The findings of augmented inflammation, endothelial activation and oxidative stress in family members of FH subjects without classical clinical presentation of the disease as described by various FH diagnostic criteria suggest that there may be a genetic influence that may not phenotypically present as FH but carries the risk for CAD. It further suggests that perhaps a diagnostic criteria for FH, specific for Malaysian population, may need to be established to improve diagnostic accuracy, with an inclusion of genetic testing as one of its criteria. The current SB diagnostic criteria used in our centre was adopted as it is the most widely used criteria that is easily remembered and therefore more applicable in a day-to-day clinic. However, its disadvantage over the other criteria [the US MedPed Program (USMedPed), Japanese FH Criteria and Dutch Lipid Clinic Network (DLCC)] is that it may overlook a substantial proportion of FH patients, mainly those with a mild phenotype and the pediatric population in whom the phenotype has not yet emerged [49]. This could account for the underdiagnosed RUC with significantly higher biomarkers of atherogenesis compared to NC in this study. Genetic testing offers a more definitive diagnosis although it remains a costly and laborious analysis to perform in this country and therefore, not practiced. This was a limitation of this study, where due to lack of technical expertise and budget constraints, genetic determination of FH mutations was not possible.
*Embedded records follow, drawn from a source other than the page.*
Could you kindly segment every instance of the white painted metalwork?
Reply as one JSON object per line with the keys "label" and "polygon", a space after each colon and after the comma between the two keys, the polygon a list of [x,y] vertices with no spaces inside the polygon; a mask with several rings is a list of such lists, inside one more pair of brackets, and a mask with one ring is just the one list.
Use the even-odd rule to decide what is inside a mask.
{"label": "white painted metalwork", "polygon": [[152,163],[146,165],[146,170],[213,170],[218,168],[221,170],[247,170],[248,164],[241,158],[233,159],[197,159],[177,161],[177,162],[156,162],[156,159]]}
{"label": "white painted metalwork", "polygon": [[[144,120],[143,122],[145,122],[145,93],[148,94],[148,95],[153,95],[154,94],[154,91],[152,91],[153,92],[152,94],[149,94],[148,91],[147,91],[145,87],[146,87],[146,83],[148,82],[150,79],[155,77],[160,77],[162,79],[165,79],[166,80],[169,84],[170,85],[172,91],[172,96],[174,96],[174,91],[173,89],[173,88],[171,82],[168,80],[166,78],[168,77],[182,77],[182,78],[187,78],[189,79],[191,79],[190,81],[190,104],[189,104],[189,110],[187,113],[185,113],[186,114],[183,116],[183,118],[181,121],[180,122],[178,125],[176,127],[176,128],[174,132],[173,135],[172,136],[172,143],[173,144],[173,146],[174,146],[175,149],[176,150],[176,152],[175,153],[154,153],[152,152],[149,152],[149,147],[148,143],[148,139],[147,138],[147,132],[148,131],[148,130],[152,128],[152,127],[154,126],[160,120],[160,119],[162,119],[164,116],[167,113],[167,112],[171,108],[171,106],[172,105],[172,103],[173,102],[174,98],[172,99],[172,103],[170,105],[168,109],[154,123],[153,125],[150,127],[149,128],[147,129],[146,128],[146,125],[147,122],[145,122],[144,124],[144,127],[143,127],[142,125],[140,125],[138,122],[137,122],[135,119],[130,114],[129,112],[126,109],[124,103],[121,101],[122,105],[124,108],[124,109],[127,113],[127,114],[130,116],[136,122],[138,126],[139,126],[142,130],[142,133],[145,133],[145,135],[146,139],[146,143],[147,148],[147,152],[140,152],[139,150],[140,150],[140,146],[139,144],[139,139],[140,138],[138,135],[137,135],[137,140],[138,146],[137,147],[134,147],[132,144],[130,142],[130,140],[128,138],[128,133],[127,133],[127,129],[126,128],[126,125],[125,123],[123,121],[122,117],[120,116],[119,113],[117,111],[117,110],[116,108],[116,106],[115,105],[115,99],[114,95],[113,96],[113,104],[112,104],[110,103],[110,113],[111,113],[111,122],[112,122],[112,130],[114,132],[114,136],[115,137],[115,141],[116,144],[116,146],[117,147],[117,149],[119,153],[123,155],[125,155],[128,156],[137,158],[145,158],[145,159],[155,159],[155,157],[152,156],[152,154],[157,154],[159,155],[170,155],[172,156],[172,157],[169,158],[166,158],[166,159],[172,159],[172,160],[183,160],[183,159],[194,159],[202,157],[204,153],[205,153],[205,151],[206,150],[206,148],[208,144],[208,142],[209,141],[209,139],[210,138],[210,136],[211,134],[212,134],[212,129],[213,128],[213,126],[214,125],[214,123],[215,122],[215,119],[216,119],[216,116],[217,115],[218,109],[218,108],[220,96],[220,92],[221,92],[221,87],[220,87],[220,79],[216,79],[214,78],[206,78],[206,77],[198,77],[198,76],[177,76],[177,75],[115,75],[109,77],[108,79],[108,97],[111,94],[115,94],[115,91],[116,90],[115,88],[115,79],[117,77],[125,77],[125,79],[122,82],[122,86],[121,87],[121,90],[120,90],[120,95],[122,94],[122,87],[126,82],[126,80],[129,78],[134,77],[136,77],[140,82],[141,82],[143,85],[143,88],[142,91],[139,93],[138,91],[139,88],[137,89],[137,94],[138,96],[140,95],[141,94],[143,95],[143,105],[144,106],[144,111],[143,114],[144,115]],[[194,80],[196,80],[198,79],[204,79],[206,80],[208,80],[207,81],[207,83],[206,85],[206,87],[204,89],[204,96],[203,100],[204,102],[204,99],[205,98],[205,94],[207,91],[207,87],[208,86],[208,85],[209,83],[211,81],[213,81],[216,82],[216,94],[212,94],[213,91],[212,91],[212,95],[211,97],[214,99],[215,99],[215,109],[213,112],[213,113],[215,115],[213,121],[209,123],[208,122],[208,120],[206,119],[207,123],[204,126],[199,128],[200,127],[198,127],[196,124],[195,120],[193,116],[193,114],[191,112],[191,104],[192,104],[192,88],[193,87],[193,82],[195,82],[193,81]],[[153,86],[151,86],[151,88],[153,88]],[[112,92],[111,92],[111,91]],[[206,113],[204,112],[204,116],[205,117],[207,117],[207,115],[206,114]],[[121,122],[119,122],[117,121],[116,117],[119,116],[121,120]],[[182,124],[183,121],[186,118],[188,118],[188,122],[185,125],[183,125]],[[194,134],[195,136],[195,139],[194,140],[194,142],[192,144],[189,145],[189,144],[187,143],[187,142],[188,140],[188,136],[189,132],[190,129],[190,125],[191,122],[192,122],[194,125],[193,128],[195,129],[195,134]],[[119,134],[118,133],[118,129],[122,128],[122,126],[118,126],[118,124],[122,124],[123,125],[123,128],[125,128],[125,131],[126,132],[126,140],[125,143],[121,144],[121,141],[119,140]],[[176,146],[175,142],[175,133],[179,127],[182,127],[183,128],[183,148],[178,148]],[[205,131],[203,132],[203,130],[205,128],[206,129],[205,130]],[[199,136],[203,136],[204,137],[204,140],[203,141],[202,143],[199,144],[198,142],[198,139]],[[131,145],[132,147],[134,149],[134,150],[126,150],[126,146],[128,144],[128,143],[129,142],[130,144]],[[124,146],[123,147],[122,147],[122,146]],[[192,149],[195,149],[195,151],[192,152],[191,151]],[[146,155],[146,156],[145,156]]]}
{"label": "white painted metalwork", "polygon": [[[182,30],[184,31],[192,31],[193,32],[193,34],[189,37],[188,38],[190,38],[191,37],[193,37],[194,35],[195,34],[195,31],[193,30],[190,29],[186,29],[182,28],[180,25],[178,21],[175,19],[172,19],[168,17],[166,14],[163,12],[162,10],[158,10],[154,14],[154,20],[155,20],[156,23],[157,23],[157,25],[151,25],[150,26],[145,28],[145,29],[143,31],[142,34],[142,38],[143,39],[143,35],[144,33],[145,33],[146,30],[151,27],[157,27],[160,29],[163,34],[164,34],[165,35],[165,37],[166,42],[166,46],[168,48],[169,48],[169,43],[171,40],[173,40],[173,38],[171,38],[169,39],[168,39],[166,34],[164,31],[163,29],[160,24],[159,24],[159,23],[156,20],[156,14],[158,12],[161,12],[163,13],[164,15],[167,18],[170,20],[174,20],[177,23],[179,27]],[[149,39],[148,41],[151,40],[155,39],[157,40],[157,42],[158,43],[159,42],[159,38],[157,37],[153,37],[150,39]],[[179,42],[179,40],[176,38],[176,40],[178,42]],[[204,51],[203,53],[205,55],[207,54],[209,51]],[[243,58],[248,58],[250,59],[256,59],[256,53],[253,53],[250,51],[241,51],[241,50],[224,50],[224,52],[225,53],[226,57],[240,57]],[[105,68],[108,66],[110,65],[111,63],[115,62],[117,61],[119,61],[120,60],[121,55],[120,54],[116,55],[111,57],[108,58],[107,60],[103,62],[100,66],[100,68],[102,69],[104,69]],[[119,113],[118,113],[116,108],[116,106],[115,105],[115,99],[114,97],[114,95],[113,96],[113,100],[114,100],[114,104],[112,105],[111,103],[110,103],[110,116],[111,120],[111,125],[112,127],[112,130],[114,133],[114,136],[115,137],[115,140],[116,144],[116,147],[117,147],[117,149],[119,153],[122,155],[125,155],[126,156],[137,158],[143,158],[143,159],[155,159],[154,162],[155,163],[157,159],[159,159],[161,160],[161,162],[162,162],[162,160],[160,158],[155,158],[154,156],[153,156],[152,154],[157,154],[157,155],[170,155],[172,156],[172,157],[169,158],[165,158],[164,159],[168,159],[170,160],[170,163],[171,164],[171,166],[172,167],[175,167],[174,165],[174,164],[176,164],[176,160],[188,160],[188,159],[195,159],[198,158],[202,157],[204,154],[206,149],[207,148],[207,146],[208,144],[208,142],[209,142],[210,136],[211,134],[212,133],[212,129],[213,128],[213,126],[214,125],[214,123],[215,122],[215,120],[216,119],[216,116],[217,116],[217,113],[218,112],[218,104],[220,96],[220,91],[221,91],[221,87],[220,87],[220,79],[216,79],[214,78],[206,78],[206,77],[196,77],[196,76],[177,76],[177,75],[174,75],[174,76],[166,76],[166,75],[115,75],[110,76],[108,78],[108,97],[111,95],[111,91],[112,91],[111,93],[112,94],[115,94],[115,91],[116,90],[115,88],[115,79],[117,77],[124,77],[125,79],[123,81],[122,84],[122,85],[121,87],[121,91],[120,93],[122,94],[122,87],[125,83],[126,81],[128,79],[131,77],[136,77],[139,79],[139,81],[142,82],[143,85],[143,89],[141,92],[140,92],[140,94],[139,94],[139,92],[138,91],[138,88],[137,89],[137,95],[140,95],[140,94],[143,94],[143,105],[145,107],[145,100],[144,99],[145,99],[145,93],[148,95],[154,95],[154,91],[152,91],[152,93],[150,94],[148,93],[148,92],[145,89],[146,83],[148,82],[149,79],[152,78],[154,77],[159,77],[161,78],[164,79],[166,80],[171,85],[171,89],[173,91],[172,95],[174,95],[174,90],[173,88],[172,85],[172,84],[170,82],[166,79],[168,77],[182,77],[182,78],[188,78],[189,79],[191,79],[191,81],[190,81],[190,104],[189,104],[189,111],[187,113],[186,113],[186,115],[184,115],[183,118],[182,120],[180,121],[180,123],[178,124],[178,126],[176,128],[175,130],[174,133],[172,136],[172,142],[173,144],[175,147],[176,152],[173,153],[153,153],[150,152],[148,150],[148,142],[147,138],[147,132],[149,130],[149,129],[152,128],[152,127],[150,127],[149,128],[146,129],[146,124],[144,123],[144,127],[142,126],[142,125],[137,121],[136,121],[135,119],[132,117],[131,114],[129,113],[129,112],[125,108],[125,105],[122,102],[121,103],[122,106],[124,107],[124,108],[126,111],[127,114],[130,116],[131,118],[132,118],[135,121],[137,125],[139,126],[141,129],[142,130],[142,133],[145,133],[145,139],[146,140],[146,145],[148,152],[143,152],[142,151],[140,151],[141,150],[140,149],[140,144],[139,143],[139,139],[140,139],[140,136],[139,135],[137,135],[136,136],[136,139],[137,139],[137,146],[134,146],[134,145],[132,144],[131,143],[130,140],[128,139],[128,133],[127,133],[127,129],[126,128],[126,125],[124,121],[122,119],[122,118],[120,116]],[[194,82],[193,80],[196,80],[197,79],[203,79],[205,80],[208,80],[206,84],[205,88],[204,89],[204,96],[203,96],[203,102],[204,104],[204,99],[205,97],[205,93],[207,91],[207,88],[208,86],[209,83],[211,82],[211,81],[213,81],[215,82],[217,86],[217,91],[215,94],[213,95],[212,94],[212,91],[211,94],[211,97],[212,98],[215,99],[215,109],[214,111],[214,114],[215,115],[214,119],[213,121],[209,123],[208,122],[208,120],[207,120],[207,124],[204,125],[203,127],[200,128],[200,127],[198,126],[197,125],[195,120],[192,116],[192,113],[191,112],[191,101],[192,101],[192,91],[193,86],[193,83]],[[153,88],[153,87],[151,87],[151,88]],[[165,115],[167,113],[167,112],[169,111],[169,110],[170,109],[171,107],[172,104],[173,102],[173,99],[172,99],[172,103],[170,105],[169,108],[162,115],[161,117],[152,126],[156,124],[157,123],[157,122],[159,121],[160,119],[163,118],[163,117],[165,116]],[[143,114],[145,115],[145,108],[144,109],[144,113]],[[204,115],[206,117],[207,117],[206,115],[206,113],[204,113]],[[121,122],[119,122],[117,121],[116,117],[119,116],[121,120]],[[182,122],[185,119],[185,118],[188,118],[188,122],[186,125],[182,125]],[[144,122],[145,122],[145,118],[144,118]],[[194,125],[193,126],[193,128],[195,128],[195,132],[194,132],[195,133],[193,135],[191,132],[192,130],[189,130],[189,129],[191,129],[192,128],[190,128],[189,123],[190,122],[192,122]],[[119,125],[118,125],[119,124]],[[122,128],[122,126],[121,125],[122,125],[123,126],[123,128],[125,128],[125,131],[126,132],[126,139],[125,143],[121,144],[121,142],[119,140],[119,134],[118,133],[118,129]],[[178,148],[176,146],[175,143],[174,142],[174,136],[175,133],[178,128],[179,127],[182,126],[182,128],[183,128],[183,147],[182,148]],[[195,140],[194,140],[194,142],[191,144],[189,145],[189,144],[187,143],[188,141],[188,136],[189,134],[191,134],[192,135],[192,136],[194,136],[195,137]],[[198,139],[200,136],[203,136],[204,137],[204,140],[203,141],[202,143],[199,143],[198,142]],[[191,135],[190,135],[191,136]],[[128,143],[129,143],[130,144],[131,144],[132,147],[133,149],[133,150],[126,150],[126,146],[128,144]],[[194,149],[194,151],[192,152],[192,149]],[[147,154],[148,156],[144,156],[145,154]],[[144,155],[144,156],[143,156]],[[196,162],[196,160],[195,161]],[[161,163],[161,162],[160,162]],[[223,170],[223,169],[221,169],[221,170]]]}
Findings from this study underscore the relevance of 1) establishing a modified, Malaysian-based diagnostic criteria for FH that could improve the diagnostic accuracy of related family members who do not fulfill with lower cholesterol concentrations and with no classical phenotypic expression of FH, 2) conducting coronary risk stratification for family members of FH patients who either fulfil or do not fulfil the diagnostic criteria, 3) improving risk stratification strategies by including biomarkers of inflammation, endothelial activation and oxidative stress in risk scoring systems, other than the already established risk factors such as hypertension, smoking, dyslipidaemia, diabetes mellitus and family history of CAD and 4) determining as well as monitoring coronary risk targets such as blood pressure, LDL-c and HDL-c concentrations, glucose and/ or HbA1c in family members of FH patients.

Conclusion

This present study demonstrates that patients with FH have higher inflammatory, endothelial activation and oxidative stress status compared to NC and their related unaffected family members which is in keeping with several previous studies suggesting the underlying mechanisms leading to greater risk of developing atherosclerosis-related complications such as CAD. The findings of elevated biomarkers in RUC after correcting for confounding factors, collectively, imply that they are at higher risk of CAD compared to the normal population. Therefore, although it is recommended to conduct cascade screening among family members of FH index cases, it may not sufficient to only determine and manage relatives who are FH positive without further investigating risk factors for CAD, which include biomarkers reflecting atherogenesis, in all relatives to identify those at risk for CAD despite being FH negative. Furthermore, where once related unaffected normolipaemic relatives were considered to have low risk for atherogenesis, this perception may need to be relooked as increased inflammation, endothelial activation and oxidative stress status, which are key components of atherogenesis, were observed among these subjects compared to normolipaemic unrelated controls. It would be useful to determine if these elevated biomarkers in related unaffected family members translates to the initiation and progression of atherosclerosis. Therefore future studies investigating correlations between morphological marker of early atherosclerosis such as intima media thickness (IMT) and biomarkers of atherogenesis in this cohort would further enhance our understanding of the degree of coronary risk these unaffected relatives may carry.